Prime Books: 31 Days of Halloween – Day 8 & 9

Combining two days into one because…well, ywo days tend to combine into one for me sometimes…

Pumpkin-headed characters appear in many stories…so, of course, some pop up in the stories in Halloween. Here are some notes (taken from introductions to “Pumpkin Night” by Gary McMahon and Gary Braunbeck’s “Tessalations” explaining a bit about the archetype.

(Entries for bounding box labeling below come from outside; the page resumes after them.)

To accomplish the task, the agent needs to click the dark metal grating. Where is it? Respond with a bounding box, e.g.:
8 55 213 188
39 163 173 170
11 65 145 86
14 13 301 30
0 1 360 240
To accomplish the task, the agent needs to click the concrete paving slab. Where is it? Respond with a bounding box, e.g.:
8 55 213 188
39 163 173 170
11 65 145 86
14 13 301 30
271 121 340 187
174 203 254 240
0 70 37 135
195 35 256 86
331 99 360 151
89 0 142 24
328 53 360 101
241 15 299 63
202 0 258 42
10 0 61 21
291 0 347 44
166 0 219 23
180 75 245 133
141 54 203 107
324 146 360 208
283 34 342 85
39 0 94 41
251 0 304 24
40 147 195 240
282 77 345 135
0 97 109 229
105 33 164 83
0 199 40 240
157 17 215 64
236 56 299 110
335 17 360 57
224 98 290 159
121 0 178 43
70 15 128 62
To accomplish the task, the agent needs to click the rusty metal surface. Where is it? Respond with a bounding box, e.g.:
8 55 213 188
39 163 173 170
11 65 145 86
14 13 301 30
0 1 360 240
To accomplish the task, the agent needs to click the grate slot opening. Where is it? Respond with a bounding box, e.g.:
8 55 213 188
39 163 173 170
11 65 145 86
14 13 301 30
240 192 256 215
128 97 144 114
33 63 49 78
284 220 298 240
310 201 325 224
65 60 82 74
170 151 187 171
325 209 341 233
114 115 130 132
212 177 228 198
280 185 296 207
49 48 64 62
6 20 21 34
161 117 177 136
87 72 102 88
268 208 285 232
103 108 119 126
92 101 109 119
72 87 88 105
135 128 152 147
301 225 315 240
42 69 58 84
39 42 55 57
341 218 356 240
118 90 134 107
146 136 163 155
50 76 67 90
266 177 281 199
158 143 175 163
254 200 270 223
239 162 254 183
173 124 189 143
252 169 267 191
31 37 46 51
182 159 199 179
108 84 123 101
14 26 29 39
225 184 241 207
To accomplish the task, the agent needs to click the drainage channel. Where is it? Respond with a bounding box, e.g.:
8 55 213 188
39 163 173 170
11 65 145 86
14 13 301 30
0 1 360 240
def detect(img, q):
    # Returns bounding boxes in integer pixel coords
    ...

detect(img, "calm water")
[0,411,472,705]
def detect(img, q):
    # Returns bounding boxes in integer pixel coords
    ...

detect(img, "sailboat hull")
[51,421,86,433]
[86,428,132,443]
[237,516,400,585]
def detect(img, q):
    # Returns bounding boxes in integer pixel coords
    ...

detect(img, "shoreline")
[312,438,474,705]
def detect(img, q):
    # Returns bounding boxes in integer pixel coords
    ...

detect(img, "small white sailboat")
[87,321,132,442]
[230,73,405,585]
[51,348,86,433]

Literature’s most famous pumpkinhead may not be exactly as you’ve seen depicted or recall. In Washington Irving’s “The Legend of Sleepy Hollow” (1820), Ichabod Cranes sees “a horseman of large dimensions . . . mounted on a black horse of powerful frame,” and later sees “the goblin rising in his stirrups, and in the very act of hurling his head at him.” The next morning “the tracks of horses’ hoofs deeply dented in the road, and evidently at furious speed, were traced to the bridge, beyond which, on the bank of a broad part of the brook, where the water ran deep and black, was found the hat of the unfortunate Ichabod, and close beside it a shattered pumpkin.” Despite the usual illustrations and depictions, Irving did not mention if the pumpkin had a faced carved into it.

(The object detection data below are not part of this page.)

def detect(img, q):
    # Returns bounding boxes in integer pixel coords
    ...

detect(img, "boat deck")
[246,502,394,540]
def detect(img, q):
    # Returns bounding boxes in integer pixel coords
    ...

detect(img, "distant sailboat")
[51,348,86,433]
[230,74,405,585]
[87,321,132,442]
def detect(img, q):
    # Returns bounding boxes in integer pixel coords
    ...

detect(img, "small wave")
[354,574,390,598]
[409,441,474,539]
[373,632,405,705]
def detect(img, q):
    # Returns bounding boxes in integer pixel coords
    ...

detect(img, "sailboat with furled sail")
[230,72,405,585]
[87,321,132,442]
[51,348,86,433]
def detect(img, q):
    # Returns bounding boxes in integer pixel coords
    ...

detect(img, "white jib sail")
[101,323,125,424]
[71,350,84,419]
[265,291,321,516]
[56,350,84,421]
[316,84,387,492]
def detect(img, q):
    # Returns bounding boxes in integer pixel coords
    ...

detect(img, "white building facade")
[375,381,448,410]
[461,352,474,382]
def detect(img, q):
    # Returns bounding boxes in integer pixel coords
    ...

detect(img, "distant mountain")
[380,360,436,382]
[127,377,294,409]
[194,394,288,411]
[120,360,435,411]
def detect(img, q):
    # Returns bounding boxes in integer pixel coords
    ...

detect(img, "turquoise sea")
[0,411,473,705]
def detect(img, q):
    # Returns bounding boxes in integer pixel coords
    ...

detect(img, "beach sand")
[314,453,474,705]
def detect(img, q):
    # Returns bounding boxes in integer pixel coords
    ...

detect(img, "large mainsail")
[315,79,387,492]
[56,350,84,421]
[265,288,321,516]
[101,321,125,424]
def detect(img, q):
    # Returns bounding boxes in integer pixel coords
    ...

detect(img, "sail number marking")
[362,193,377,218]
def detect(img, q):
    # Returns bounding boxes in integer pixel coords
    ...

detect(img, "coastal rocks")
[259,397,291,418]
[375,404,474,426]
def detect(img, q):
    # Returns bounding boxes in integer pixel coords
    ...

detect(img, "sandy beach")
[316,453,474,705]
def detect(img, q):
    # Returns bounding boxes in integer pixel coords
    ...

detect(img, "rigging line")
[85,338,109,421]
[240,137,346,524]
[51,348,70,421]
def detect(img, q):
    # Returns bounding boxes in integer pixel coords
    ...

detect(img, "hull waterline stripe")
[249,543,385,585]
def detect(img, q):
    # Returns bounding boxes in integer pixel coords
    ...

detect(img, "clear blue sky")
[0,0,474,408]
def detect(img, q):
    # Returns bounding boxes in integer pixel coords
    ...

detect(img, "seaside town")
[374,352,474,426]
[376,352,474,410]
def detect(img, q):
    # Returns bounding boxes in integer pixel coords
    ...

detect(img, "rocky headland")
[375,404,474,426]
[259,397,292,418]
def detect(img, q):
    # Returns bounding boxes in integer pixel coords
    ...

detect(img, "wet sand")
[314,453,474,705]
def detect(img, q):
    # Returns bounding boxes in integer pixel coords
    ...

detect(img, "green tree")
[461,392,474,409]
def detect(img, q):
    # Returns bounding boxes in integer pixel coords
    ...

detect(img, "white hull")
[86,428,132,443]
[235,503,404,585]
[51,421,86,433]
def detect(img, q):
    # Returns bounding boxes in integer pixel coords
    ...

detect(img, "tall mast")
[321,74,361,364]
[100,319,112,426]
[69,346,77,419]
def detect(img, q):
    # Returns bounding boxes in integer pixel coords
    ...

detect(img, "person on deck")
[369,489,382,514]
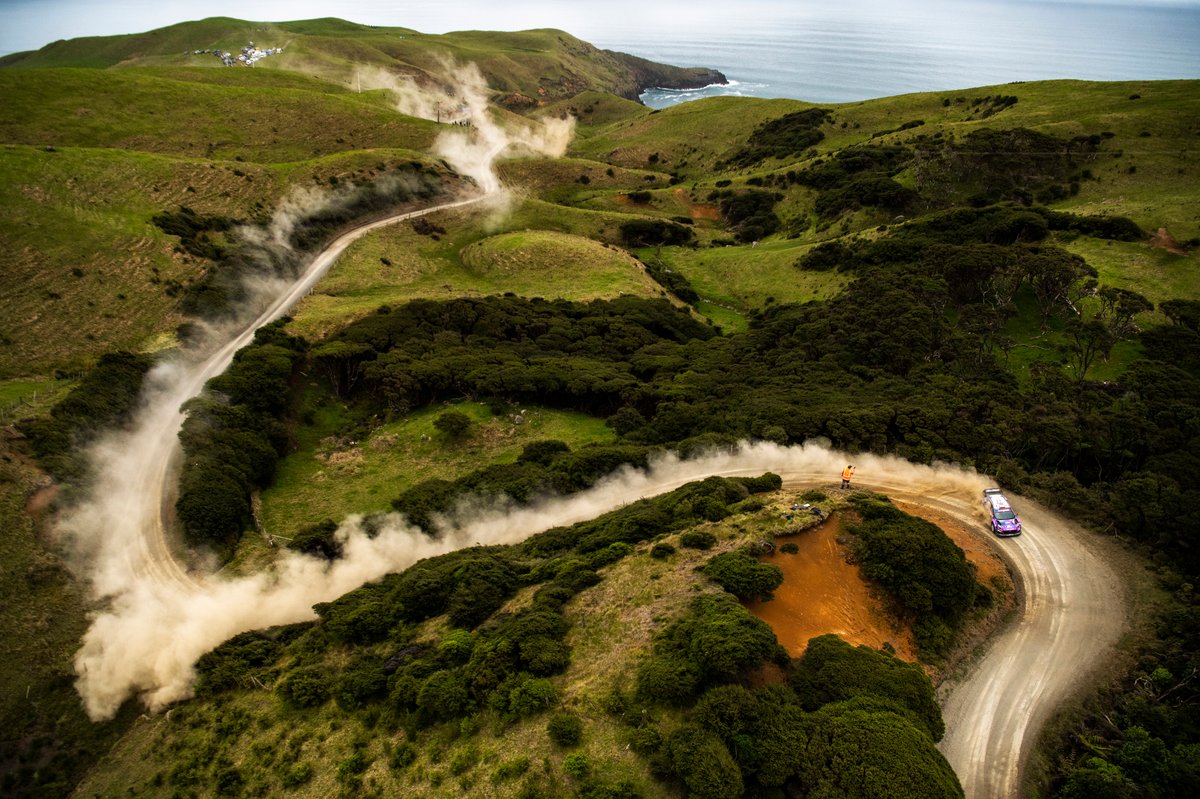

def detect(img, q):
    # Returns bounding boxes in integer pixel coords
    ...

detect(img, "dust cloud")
[353,59,575,195]
[60,56,984,720]
[59,57,574,720]
[65,429,986,719]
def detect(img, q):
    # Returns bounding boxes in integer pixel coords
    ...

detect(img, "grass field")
[262,402,614,537]
[68,491,779,799]
[643,240,847,331]
[285,203,661,340]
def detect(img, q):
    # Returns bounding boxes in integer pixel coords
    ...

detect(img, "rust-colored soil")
[750,503,1012,661]
[892,500,1012,587]
[1150,228,1188,256]
[676,188,721,222]
[750,517,917,661]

The L. Frank Baum character mentioned in Braunbeck’s “Tessalations”, Jack Pumpkinhead, first appeared in The Marvelous Land of Oz, the immediate sequel to The Wonderful Wizard of Oz, in 1904. A boy, Tip, makes the pumpkin-headed scarecrow in hopes of frightening the witch Mombi. Mombi, however, brings Jack to life. Although he appears in many of the Oz books—frequently replacing his ever-rotting head with a fresh pumpkin—he is featured in the twenty-third (the ninth penned by Ruth Plumly Thompson): Jack Pumpkinhead of Oz (1929). There’s no direct connection between Baum’s Jack Pumpkinhead and Halloween, but similar figures have become firmly associated with the holiday. He may have inspired Tim Burton’s Jack Skellington, the “Pumpkin King” protagonist of the film The Nightmare Before Christmas (1993).